Consider a galvanic cell based on the following half-reactions: $$\begin{array}{ll}{\text {}} & { \mathscr{E}^{\circ}(\mathbf{V}) } \\ \hline {\mathrm{La}^{3+}+3 \mathrm{e}^{-} \longrightarrow \mathrm{La}} & {-2.37} \\\ {\mathrm{Fe}^{2+}+2 \mathrm{e}^{-} \longrightarrow \mathrm{Fe}} & {-0.44}\end{array}$$ a. What is the expected cell potential with all components in their standard states? b. What is the oxidizing agent in the overall cell reaction? c. What substances make up the anode compartment? d. In the standard cell, in which direction do the electrons flow? e. How many electrons are transferred per unit of cell reaction? f. If this cell is set up at \(25^{\circ} \mathrm{C}\) with \(\left[\mathrm{Fe}^{2+}\right]=2.00 \times 10^{-4} M\) and \(\left[\mathrm{La}^{3+}\right]=3.00 \times 10^{-3} M,\) what is the expected cell potential?

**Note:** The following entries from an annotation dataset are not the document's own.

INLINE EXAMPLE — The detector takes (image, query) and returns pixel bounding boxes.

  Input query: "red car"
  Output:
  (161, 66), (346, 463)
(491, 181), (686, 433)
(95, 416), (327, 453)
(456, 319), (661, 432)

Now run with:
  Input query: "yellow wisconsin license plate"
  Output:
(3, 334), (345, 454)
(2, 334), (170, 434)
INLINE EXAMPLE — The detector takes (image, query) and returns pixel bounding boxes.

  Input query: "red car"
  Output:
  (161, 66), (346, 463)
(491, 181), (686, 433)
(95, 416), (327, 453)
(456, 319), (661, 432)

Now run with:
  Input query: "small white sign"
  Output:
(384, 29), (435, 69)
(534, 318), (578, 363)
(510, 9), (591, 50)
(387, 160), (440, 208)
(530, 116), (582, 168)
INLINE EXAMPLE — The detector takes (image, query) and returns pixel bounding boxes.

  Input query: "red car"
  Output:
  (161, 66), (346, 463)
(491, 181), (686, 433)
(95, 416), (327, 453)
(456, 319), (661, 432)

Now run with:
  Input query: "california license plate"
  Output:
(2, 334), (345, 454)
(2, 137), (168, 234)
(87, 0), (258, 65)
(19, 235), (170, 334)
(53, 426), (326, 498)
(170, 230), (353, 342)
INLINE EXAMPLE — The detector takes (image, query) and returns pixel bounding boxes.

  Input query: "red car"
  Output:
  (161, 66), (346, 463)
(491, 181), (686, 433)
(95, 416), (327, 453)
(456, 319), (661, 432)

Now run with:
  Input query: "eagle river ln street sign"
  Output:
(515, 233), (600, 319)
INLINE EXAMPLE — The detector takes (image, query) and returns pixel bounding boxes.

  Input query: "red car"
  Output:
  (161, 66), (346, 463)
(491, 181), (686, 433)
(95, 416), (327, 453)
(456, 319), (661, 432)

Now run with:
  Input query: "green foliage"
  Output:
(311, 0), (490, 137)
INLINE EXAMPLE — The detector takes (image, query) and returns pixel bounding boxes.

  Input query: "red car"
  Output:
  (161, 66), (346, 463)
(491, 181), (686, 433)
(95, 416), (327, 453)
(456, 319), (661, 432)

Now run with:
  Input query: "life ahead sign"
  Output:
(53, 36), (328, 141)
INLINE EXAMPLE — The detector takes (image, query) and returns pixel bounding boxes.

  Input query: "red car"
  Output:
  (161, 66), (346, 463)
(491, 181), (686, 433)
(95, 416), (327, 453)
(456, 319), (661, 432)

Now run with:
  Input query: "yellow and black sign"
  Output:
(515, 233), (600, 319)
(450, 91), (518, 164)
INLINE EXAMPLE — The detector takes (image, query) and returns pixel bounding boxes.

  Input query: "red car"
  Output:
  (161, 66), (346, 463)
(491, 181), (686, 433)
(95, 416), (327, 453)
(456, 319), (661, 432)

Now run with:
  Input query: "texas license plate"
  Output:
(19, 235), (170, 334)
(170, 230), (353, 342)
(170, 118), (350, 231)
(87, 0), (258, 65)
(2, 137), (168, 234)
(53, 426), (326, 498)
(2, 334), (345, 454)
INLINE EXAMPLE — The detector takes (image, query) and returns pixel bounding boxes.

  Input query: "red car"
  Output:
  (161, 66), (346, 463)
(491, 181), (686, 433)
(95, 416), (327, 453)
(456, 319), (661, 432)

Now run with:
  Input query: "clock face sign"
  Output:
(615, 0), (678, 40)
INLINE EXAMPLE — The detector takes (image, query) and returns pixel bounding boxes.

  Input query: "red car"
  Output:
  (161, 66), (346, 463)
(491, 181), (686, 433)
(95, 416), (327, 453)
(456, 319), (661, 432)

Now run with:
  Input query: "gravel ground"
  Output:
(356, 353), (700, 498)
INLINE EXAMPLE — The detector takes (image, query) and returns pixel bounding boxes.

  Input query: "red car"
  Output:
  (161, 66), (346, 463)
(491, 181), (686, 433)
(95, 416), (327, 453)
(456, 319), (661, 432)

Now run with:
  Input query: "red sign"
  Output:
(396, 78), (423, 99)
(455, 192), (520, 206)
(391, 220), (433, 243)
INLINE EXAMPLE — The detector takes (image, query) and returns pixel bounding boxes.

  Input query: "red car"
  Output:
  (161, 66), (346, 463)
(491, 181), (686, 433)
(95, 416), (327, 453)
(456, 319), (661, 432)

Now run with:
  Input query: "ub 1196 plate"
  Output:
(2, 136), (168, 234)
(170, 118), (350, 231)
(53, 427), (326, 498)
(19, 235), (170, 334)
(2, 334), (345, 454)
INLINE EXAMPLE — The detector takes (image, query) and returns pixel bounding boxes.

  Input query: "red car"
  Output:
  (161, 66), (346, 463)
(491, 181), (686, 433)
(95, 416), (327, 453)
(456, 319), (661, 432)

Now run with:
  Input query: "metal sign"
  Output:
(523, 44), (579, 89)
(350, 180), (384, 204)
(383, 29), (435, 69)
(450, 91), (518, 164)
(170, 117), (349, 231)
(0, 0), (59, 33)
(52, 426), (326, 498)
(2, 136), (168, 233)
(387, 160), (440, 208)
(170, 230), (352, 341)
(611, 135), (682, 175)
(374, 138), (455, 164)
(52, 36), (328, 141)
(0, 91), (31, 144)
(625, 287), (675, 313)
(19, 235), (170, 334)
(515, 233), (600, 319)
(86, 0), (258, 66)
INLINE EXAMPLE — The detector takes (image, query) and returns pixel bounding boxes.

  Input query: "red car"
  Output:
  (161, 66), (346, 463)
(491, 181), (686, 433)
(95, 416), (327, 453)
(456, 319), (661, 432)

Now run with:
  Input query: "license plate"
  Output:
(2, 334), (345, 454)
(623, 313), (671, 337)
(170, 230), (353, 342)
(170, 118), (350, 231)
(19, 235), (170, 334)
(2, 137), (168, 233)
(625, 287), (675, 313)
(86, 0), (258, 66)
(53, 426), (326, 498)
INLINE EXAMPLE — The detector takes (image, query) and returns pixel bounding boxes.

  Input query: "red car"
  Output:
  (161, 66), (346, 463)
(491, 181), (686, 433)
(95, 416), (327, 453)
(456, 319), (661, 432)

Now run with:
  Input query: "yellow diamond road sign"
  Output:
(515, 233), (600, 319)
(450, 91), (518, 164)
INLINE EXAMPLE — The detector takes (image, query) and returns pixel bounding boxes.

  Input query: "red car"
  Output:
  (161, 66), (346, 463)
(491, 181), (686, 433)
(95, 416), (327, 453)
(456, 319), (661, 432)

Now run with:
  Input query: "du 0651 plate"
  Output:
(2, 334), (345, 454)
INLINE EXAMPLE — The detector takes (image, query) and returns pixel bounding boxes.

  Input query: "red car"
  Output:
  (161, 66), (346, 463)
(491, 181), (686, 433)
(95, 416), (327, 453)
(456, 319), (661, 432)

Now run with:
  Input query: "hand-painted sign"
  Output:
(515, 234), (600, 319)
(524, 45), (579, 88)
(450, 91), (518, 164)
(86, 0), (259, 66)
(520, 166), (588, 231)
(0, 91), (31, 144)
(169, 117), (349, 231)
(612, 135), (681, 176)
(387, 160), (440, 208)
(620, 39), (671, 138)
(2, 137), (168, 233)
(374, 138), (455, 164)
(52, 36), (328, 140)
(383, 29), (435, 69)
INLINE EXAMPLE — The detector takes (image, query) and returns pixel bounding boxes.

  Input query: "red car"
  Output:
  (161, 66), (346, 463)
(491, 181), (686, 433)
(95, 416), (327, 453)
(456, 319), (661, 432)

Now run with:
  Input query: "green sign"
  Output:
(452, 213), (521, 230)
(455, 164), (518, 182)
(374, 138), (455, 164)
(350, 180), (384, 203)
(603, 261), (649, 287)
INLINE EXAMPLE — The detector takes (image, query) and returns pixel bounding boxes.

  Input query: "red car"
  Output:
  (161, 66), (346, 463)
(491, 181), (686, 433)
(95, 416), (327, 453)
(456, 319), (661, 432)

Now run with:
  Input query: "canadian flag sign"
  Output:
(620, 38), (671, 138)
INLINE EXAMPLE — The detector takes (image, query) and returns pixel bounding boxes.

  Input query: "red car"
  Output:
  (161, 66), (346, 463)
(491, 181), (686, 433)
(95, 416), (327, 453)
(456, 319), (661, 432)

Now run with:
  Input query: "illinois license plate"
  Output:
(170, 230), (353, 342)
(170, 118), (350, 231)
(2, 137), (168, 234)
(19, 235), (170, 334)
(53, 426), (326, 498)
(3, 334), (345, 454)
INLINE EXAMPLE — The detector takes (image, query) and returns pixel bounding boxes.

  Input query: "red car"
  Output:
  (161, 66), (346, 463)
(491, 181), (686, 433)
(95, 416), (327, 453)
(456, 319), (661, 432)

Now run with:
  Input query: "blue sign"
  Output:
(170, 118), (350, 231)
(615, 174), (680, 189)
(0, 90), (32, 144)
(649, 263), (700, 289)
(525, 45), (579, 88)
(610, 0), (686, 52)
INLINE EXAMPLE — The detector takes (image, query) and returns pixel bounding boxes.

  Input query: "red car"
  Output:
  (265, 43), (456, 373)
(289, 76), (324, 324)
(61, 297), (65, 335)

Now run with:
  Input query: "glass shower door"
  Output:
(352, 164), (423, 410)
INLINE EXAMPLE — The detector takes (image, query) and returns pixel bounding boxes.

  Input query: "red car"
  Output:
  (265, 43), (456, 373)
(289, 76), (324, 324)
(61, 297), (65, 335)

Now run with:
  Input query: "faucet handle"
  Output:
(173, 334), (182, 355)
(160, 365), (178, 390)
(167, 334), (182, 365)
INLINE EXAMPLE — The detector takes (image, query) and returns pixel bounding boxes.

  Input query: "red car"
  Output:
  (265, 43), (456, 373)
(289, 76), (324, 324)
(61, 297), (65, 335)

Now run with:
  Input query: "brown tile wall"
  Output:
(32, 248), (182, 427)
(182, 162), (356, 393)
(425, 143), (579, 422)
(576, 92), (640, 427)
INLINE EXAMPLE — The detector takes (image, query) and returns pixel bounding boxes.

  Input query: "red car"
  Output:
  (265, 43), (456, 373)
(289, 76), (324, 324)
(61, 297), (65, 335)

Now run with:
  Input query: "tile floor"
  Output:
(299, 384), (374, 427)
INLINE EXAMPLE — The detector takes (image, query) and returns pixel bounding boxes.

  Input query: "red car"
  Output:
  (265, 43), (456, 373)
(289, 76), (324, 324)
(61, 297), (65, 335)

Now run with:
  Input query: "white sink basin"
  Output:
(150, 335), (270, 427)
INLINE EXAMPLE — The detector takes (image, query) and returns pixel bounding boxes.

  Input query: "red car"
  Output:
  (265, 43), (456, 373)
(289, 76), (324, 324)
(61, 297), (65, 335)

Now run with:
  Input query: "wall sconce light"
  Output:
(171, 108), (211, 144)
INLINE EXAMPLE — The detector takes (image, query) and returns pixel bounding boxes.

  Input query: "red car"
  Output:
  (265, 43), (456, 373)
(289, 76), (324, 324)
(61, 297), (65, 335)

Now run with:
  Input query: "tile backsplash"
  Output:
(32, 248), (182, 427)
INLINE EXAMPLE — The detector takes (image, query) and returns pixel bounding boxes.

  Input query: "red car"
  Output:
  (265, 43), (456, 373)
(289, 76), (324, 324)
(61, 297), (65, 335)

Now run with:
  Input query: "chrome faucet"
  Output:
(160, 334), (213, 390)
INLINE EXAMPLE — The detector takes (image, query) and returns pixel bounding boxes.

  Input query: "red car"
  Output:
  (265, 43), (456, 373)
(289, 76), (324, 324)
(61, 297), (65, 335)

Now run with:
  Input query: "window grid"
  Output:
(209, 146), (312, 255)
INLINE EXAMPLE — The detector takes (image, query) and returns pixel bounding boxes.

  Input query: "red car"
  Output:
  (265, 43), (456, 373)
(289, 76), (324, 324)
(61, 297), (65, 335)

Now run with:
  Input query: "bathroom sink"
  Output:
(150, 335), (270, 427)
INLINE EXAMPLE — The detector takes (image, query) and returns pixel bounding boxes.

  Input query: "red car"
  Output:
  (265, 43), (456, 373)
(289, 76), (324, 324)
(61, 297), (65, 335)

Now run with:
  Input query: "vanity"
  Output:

To calculate the expected cell potential, we must first identify the two half-reactions as reduction and oxidation reactions. The half-reaction with more positive standard reduction potential will proceed as reduction and the other will undergo oxidation. In this case, \(\mathrm{Fe}^{2+}+2 \mathrm{e}^{-} \longrightarrow \mathrm{Fe}\) has a higher standard \(\mathscr{E}^{\circ}\) than \(\mathrm{La}^{3+}+3 \mathrm{e}^{-} \longrightarrow \mathrm{La}\), so Fe is undergoing reduction, and La is undergoing oxidation. By reversing the La half-reaction, we can obtain the oxidation half-reaction and its standard potential. Now, the oxidation half-reaction is \(\mathrm{La} \longrightarrow \mathrm{La}^{3+} + 3 \mathrm{e}^{-}\), with standard potential \(\mathscr{E}^{\circ}=+2.37\) V. The net cell potential can be calculated as: \(\mathscr{E}_{cell}^{\circ} = \mathscr{E}_{cathode}^{\circ} - \mathscr{E}_{anode}^{\circ}\)

Now, using the given standard potentials, we can calculate the expected cell potential under standard conditions. \(\mathscr{E}_{cell}^{\circ} = (-0.44) - (+2.37)=-2.81\) V.

The oxidizing agent is a substance that gains electrons in a redox reaction. In this case, the oxidizing agent in the overall cell reaction is the reduced form of the reduction half-reaction: \(\mathrm{Fe}^{2+}\).

The anode compartment consists of the substances that are oxidized. In this case, it is \(\mathrm{La}\) and \(\mathrm{La}^{3+}\).

In a galvanic cell, electrons flow from the anode to the cathode. In this reaction, electrons flow from the La compartment (the anode) to the Fe compartment (the cathode).

To determine the number of electrons transferred per unit of cell reaction, we need to balance the redox equation: \(2\mathrm{La} + 3\mathrm{Fe}^{2+} \longrightarrow 2\mathrm{La}^{3+} + 3\mathrm{Fe}\) In this balanced equation, 6 electrons are being transferred.

To calculate the cell potential under non-standard conditions, we can use the Nernst equation: \(\mathscr{E}_{cell} = \mathscr{E}_{cell}^{\circ} - \frac{0.05916}{n} \log(Q)\), where n is the number of electrons transferred (in our case, n=6) and Q is the reaction quotient. For our reaction, \(Q = \frac{[\mathrm{La}^{3+}]^{2}}{[\mathrm{Fe}^{2+}]^{3}} = \frac{(3.00\times10^{-3})^{2}}{(2.00\times10^{-4})^{3}}\) Now, substituting the values into the equation, we get: \(\mathscr{E}_{cell} = -2.81 - \frac{0.05916}{6} \log\left( \frac{(3.00\times10^{-3})^{2}}{(2.00\times10^{-4})^{3}} \right) \) After calculating, we find the non-standard cell potential to be \(\mathscr{E}_{cell} = -2.66\) V.